Suffolk pub is the first in the UK to go cashless
PUBLISHED: 10:17 19 September 2018 | UPDATED: 10:17 19 September 2018
A traditional pub in Suffolk has become the first in Britain to go cashless, its landlord has said.
There are no tills at The Boot in Freston near Ipswich, and customers must pay by card or phone. There is no minimum spend per transaction.
The 1530s pub had been derelict for nine years before new landlord Mike Keen took it on and it was refurbished.
“The benefits of going cashless are huge,” said Mr Keen, 49.
Since re-opening The Boot 13 weeks ago, the story of Mr Keen’s cashless system has gone viral - “I’ve got Russian telly coming in later to interview me, and an Australian media company are calling me up today too,” he said.
Mr Keen said that when he first came up with the idea, he hadn’t realised his pub would be the first to operate such a system.

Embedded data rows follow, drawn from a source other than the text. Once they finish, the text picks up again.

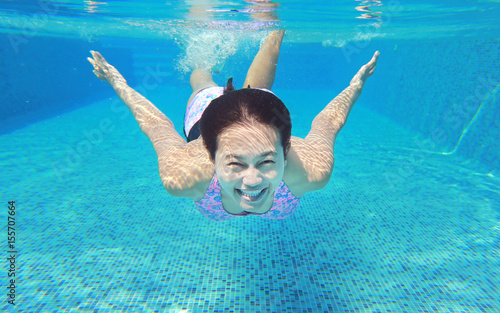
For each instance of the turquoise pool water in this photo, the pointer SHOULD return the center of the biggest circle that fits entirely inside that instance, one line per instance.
(408, 223)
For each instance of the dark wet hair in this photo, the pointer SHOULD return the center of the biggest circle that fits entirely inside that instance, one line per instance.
(240, 106)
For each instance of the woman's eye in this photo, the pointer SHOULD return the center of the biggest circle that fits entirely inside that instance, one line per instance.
(268, 162)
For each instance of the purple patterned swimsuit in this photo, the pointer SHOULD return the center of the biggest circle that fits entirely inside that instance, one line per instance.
(285, 203)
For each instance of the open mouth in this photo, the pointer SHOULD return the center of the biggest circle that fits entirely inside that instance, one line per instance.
(252, 196)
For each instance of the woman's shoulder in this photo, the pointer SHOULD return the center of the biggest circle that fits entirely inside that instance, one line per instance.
(190, 174)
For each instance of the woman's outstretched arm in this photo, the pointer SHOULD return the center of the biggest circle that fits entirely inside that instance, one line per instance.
(152, 121)
(181, 165)
(313, 157)
(333, 117)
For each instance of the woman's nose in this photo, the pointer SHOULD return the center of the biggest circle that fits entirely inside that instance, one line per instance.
(252, 177)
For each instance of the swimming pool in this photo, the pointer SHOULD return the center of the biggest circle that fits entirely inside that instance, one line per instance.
(408, 223)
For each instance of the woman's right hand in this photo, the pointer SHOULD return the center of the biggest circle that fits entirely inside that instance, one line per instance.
(365, 71)
(105, 71)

“I was doing some consultancy work in London about opening a cashless deli - then I took on this pub project, and the idea hopped into my head,” he explained. “I just thought, why not? Others will do it too at some point - it’s inevitable.”

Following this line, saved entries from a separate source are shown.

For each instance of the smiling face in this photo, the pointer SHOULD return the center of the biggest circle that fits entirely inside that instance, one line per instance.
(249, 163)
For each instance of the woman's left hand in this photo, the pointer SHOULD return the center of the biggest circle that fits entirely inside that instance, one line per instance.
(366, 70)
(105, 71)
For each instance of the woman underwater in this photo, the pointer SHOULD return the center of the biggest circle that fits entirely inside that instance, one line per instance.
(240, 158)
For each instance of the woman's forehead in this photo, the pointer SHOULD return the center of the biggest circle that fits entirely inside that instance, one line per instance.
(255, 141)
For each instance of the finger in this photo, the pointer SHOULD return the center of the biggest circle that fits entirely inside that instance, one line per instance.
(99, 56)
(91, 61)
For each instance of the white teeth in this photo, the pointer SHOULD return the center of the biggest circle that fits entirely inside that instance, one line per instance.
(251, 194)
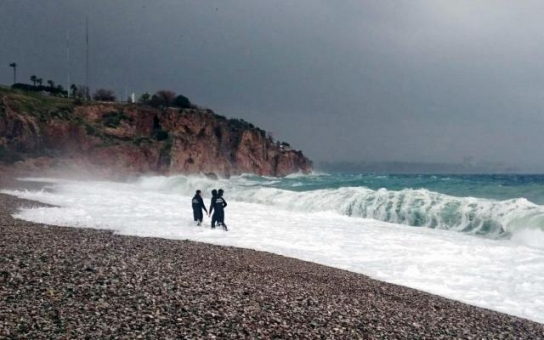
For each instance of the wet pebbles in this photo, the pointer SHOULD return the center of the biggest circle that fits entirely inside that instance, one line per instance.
(67, 283)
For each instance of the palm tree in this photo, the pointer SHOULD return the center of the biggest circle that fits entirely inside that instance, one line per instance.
(73, 88)
(14, 65)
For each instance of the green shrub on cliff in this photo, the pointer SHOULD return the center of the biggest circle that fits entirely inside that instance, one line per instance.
(113, 119)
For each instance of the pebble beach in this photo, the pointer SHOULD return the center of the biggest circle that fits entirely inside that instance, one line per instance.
(68, 283)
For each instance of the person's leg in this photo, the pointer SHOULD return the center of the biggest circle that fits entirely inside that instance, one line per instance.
(199, 217)
(195, 214)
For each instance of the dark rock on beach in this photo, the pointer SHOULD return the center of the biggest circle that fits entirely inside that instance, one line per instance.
(68, 283)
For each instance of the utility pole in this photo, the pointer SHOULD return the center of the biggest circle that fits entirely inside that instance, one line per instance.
(87, 94)
(68, 61)
(14, 65)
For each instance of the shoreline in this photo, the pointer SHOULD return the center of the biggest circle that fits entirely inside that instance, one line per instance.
(75, 283)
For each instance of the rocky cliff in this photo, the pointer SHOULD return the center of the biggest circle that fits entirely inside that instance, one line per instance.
(132, 139)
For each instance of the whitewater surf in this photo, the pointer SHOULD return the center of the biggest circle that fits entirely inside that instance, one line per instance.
(460, 237)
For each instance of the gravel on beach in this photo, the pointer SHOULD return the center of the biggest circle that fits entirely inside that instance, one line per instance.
(70, 283)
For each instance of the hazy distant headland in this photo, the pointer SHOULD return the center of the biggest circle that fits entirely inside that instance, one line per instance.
(47, 128)
(419, 168)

He said he researched other cashless businesses before opening and found few negatives, saying that some delis had gone cashless and at least one bar in Manchester, but no traditional pubs before The Boot.
“Cash has always been a pain,” he said. “You’ve got problems with theft.
“The banks charge a fortune for you to pay cash in, they take a cut of everything you pay in.
“You have to organise change, go into town, park, queue up which is another security risk or pay a firm like Securicor to pick it up. The bottom line is that we are not mucking about with cashing up, which saves us a lot of time.”
Mr Keen says that a few people have come in so far without their bank cards. “They’ve always been part of a group and someone else has paid, or they’ve gone out to pick their card up. But it hardly ever happens.”
He said the decision to go cashless means his insurance premiums are lower as cash is not kept on the premises.
The pub, which has a 12-seater cinema in an outbuilding, is focused on food and Mr Keen said there was around a 60-40 split on food versus drink sales.
The system of card machines is backed up with dongles in case there are problems with the internet connection, Mr Keen said, adding: “We’ve used them but we haven’t gone down yet.”